Ömer TOKTAŞ - Şehrivan


İşten çıkarıldıkları günden bu yana Feqiye Teyran Parkı’nda kendilerine verilen sözlerin tutulması ve yeniden işe alınmak için mücadele eden 7 Bin 286 İŞ-KUR çalışanının 70 günlük direnişi zafer ile sonuçlandı. Van Yararına Çalışma Derneği Başkanı Ethem Altun seçimlerin bitmesi ile birlikte Çalışma ve Sosyal Güvenlik Bakanı Faruk Çelik’ten direnişlerinin başarıya ulaştığı müjdesini aldıklarını belirtti.

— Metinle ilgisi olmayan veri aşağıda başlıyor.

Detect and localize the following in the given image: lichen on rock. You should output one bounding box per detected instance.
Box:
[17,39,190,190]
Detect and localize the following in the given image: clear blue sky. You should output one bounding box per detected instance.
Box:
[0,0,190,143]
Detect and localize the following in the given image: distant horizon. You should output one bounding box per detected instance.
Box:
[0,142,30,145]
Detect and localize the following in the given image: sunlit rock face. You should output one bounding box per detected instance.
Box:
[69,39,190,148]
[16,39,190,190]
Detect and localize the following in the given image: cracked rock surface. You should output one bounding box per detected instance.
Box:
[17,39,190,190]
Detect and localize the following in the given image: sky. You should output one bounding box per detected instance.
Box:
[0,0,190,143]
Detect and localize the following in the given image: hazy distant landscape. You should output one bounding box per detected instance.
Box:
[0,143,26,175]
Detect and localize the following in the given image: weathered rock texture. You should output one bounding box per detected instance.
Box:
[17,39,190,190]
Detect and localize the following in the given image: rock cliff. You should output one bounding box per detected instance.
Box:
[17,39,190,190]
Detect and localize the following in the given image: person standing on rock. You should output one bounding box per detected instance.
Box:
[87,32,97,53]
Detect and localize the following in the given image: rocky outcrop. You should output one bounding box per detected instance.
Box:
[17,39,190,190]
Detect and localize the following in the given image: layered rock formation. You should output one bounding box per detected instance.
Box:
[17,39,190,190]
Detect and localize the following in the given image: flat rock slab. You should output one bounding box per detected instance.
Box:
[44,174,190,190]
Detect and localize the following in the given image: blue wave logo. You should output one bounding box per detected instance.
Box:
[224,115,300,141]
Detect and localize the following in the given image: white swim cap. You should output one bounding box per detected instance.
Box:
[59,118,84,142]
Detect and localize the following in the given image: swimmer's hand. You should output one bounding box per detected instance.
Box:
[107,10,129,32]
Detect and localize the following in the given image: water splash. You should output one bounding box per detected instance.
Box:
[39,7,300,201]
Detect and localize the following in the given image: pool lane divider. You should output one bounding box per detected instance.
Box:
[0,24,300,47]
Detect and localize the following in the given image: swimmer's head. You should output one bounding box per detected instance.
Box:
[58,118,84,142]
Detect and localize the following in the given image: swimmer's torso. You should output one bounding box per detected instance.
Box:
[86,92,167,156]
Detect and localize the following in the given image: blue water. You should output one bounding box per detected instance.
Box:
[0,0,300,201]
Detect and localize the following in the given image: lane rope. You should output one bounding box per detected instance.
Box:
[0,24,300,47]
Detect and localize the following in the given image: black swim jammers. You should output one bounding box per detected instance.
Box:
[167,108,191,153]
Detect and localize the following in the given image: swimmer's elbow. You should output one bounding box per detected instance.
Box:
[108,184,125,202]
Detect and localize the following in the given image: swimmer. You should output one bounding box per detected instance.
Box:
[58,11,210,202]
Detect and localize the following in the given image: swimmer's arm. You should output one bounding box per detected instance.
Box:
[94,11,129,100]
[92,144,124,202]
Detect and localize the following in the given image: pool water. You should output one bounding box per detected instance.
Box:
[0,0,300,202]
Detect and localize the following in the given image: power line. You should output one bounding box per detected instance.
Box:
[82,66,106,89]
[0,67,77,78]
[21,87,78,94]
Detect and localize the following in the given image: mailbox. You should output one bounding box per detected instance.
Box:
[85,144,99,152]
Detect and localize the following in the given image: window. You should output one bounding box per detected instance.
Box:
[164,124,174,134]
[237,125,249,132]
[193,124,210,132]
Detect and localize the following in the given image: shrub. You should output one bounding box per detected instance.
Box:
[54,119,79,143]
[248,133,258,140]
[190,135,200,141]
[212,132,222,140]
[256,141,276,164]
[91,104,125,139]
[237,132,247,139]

ALTUN: VAN’IN SEÇİLENLERİ YATIYOR

Van’ın son zamanlarda ciddi sorunlarla karşı karşıya kaldığını fakat yetkililerin bu konuda bir adım atmadığını belirten Altun “Hep beraber direnerek bu başarıya ulaştık hayırlı, uğurlu olsun. Bu direnişe başladığımız ilk gün şunu söyledim; Çatı altında olan ya da olmayanlar önemli değil, yeter ki davasına sadık insanlar bizimle olsun. Hepinize helal olsun ki 70 gün boyunca bir park köşesinde kalıp, Ramazan Ayı’nda domates peynir ile iftar yaptınız. Bu davamızdan bir kez olsun şaşmadık. Bu cesareti sizden aldık. Bugün hep beraber bu yolda başarıya gidiyoruz. Başarmaya ramak kaldı. Bizde bu başarı ile Türkiye’ye örnek bir toplum olacağız. Ben direnişin başından beri haykıra haykıra söyledim. Bizim davamız ekmek davasıdır. Başka herhangi bir derdimiz ve sıkıntımız yoktur. Bir siyasi görüşe sahip olabiliriz, fakat hepimizin ortak derdi dediğim gibi ekmek davasıydı. Bizi eleştirenler oldu, ağır şekilde hakaret edenler oldu. Ama bu davadan hiçbir zaman vazgeçmedik. Van’ın inim inim inleyen sorunları ile boğuştuk. Ne yazık ki Van yatıyor, Van’ın ileri gelenleri yatıyor, Van’ın seçilen milletvekilleri yatıyor. Seçtiğimiz belediye başkanları yatıyor, sivil toplum örgütleri yatıyor. Van uçuruma gidiyor bunlar uyuyor. Haberi olanlarda kafasını kuma soktuğu için görmezden geliyor. Bu mesele nereye kadar gidecekti daha. Van’ı deprem esnasında bu toplum terk etmedi. Bundan sonra da terk etmeyecektir.” Dedi.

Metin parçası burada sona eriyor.